Saya sore ini sudah punya janji dengan mbak Irene, jujur kalau saya sendiri tidak begitu kenal diawal, saya hanya tahu dari twitter @LittleKitchenID , bahwa beliau menyediakan cupcakes fresh from the oven, dengan bentuk menarik serta harga bersaing, kebetulan deh, saya ada program kuliner, sekali dayung, 2-3 pulau terlewati, bisa belajar buat kue, jadi tester dan kalau enak tentu saja bakal pesan. Setelah membuat janji, saya segera meluncur ke Jalan Parit Haji Husein 1 , Gg Sukses, No A2. Saya tidak sabar lagi menikmati kue yang lezat ini. Setelah sampai didepan rumah, mengetuk pintu lalu mengucapkan salam , saya langsung disambut oleh suami empunya rumah dan mempersilakan saya masuk, rupanya mbak Irene sudah siap dengan bahan kue dan siap mengajarkan saya.
Kue mungil “Cupcake” menjadi hidangan favorit warga Amerika Serikat. Selain rasa manisnya yang menggugah selera, ‘Cupcake’ juga selalu tampil menggemaskan karena dihiasi aneka warna yang menawan mata.Lalu kami akan membahas tentang apa persamaan dan perbedaan “Cup Cake” dan “Cupcake”? Persamannya sama-sama menggunakan adonan yang sama. Sedang perbedaannya Cup Cake adalah satu jenis cake yang menggunakan bahan yang diukur dengan gelas cup atau gelas ukuran, sedang Cupcake adalah miniatur dari Cup Cake yang ditempatkan dalam loyang-loyang lebih kecil dari loyang muffin.

Sejarahnya, ketika para praktisi kuliner belum mengenal aneka loyang muffin seperti sekarang ini, adonan cake seringkali dipanggang dalam gelas-gelas cup untuk kopi dan teh yang terbuat dari keramik, karena itulah kemudian adonan cake yang dibuat dalam wadah cup tersebut dikenal sebagai Cupcake.
Pada zaman modern, Cupcake sering disajikan dalam perayaan pesta, seperti pesta ulang tahun anak, bahkan pesta perkawinan. Para mempelai banyak yang memesan cake pengantinnya berupa Cupcake cantik yang disusun bertingkat. Cupcake memang sangat fleksibel untuk dihias. Cupcake, si manis nan imut ini memang menggemaskan, selain lezat, Cupcake sangat mengesankan jika dijadikan suvenir dalam goody bag pada berbagai perayaan.
Sembari membuat kue, kami cukup banyak berbincang hal-hal penting yang perlu digaris bawahi, seperti penggunaan bahan yang tepat dan ukuran yang pas, menggunakan bahan-bahan berkualitas baik dan segar serta perlunya kesabaran dan ketelatenan untuk membuatnya, mbak Irene juga mengajarkan bahwa ketelitian untuk menghias kue, pembuatan secara detail hiasan cupcakes sesuai permintaan klien bukanlah hal yang gampang, menghias cupcakes juga perlu inovasi agar selalu terlihat menarik dan berkesan.
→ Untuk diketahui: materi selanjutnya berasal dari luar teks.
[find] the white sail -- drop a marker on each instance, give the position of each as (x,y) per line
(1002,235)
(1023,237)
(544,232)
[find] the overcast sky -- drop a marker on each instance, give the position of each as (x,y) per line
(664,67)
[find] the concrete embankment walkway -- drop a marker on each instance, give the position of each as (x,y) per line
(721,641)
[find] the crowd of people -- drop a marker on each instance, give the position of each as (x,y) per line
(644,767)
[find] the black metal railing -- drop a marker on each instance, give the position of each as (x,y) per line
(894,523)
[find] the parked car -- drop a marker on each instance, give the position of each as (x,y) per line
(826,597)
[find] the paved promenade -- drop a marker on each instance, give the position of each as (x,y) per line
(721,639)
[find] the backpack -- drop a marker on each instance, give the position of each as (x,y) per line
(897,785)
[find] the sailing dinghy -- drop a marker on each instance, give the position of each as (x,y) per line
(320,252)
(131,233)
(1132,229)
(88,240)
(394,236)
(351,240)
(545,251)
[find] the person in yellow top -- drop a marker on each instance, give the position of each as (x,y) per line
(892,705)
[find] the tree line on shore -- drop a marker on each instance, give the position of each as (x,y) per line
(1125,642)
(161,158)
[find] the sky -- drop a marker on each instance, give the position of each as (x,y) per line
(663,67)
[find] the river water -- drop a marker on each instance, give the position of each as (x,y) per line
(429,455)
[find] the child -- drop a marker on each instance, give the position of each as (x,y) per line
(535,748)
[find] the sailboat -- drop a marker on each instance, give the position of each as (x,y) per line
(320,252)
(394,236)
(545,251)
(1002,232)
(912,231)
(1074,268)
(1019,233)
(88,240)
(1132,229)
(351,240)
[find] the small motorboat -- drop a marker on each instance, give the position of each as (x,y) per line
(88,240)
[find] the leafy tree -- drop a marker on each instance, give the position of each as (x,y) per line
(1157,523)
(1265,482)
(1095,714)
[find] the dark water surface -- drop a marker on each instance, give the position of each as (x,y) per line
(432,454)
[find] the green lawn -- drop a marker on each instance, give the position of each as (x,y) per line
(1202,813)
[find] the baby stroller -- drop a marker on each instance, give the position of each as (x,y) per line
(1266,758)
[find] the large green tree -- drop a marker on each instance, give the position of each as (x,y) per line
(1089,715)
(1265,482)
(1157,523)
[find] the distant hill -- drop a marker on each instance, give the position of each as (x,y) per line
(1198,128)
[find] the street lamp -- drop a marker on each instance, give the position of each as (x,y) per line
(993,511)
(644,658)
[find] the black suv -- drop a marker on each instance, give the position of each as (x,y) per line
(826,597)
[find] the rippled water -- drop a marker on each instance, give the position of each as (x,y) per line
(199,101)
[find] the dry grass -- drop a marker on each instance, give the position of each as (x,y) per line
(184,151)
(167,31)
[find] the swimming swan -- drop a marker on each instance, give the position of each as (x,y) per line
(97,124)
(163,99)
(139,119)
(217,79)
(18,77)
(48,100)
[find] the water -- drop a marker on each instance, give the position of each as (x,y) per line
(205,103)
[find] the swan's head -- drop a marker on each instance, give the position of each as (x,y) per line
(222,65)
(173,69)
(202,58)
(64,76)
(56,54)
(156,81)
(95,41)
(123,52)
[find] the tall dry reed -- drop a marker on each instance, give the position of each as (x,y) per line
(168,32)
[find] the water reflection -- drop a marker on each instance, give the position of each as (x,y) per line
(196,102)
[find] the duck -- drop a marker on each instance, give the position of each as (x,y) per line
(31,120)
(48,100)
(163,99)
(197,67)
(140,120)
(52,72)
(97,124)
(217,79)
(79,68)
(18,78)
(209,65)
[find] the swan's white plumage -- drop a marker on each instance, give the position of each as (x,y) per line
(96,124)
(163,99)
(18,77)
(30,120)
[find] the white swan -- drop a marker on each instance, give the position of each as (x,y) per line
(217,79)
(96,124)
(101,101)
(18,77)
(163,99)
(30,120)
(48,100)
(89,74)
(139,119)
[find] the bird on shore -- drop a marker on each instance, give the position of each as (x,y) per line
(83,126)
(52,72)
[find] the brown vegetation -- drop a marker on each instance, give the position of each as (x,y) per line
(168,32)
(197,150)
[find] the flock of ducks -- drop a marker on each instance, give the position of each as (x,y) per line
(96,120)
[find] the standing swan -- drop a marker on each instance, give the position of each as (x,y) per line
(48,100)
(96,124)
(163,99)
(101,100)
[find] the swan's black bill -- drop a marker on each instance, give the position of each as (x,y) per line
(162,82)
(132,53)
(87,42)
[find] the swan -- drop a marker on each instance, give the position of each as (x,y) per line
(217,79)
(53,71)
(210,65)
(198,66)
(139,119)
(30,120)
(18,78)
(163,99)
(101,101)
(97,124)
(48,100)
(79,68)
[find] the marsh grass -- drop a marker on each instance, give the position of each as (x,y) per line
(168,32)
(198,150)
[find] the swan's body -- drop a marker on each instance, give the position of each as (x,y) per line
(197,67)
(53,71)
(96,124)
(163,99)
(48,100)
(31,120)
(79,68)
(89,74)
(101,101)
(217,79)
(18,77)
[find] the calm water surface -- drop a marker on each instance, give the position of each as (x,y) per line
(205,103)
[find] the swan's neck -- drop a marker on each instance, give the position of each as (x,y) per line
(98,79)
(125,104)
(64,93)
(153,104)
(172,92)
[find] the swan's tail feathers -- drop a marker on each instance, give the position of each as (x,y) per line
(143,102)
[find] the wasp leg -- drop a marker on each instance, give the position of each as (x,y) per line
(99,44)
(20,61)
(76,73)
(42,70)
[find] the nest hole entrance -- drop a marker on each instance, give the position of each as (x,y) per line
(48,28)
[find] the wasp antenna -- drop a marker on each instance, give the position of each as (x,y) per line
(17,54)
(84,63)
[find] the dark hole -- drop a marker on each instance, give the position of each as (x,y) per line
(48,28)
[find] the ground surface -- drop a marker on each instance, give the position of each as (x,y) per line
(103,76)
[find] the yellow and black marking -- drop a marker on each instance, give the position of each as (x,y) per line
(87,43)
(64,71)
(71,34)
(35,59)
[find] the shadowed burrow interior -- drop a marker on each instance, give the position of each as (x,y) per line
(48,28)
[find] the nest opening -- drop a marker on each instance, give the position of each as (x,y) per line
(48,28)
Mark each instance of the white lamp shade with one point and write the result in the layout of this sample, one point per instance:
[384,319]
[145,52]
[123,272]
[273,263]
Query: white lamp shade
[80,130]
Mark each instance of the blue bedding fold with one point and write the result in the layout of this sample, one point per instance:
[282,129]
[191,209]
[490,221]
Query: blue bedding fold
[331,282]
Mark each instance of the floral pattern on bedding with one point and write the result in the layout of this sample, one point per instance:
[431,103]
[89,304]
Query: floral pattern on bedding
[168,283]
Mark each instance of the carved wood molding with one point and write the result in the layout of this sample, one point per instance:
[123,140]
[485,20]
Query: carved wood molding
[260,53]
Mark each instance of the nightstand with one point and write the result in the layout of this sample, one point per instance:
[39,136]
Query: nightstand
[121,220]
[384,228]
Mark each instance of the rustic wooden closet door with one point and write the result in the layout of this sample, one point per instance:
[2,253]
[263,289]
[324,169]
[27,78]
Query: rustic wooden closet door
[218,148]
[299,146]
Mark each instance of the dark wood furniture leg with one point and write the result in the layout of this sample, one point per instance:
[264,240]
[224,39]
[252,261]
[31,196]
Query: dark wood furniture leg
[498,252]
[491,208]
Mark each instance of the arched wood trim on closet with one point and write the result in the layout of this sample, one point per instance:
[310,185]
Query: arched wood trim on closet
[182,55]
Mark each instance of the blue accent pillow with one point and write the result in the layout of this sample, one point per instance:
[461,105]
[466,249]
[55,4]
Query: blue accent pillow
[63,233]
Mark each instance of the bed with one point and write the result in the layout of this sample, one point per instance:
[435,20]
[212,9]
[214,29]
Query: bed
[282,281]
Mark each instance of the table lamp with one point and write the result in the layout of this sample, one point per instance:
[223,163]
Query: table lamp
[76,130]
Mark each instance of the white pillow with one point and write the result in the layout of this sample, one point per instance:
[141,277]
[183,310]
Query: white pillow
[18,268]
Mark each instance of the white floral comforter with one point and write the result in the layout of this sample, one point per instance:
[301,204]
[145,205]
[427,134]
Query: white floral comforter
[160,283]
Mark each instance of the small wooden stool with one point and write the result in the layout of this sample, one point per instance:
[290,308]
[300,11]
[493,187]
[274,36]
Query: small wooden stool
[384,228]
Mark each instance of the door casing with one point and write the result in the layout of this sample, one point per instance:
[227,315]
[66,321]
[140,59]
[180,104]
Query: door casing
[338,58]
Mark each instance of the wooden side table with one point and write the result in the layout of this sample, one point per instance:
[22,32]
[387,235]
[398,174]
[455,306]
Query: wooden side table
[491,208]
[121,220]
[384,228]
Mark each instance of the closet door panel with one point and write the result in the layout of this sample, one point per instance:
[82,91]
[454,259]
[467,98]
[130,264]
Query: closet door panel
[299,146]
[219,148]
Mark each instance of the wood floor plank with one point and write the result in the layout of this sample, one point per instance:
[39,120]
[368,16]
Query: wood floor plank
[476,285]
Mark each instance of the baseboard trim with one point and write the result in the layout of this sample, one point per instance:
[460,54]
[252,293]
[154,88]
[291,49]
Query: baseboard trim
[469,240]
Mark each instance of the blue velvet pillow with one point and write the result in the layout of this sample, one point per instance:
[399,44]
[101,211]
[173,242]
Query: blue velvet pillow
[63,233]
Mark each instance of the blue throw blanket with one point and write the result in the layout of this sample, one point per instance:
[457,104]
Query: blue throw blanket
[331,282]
Memang banyak sekali yang menjual brownies kukus di Pontianak, sudah beberapa saya coba, namun yang saya suka dari brownies mbak Irene, tingkat kemanisannya sangatlah pas, coklatnya juga berasa, dan satu hal yang harus dimiliki brownies, tingkat moist yang pas, saya mencoba juga untuk menyimapan brownies ini selama 2 hari disuhu ruangan, dan ternyata masih moist dan enak. Wowwww saya akui bahwa cream cheesenya uendang bambang gulindang!! Nampol, pas untuk brownies ini, dengan rasa keju yang pas. Hari ini saya pesan lagi…………. 1 loyang…… saya ingin klimaks lagi dengan brownies ini. Saya hanya bilang Heaven….. saat saya menikmatinya dengan the hijau kesukaan saya……150 g gula pasir
3 butir telur ayam
225 g mentega
180 g cokelat dark, potong-potong
210 g tepung terigu
1 sdt baking powder
½ sdt vanili bubuk
1 sdt garam
1. Tim mentega dan cokelat hingga leleh. Sisihkan.
2. Kocok gula dan cokelat leleh hingga rata.
3. Masukkan telur satu per satu sambil aduk hingga rata.
4. Tambahkan campuran terigu, aduk hingga rata.
5.Tuang ke dalam mangkuk-mangkuk kertas.
6. Panggang dalam oven panas selama 40 menit hingga matang.
7. Angkat, dinginkan.
8. Beri Olesan dan hiasan sesai selera.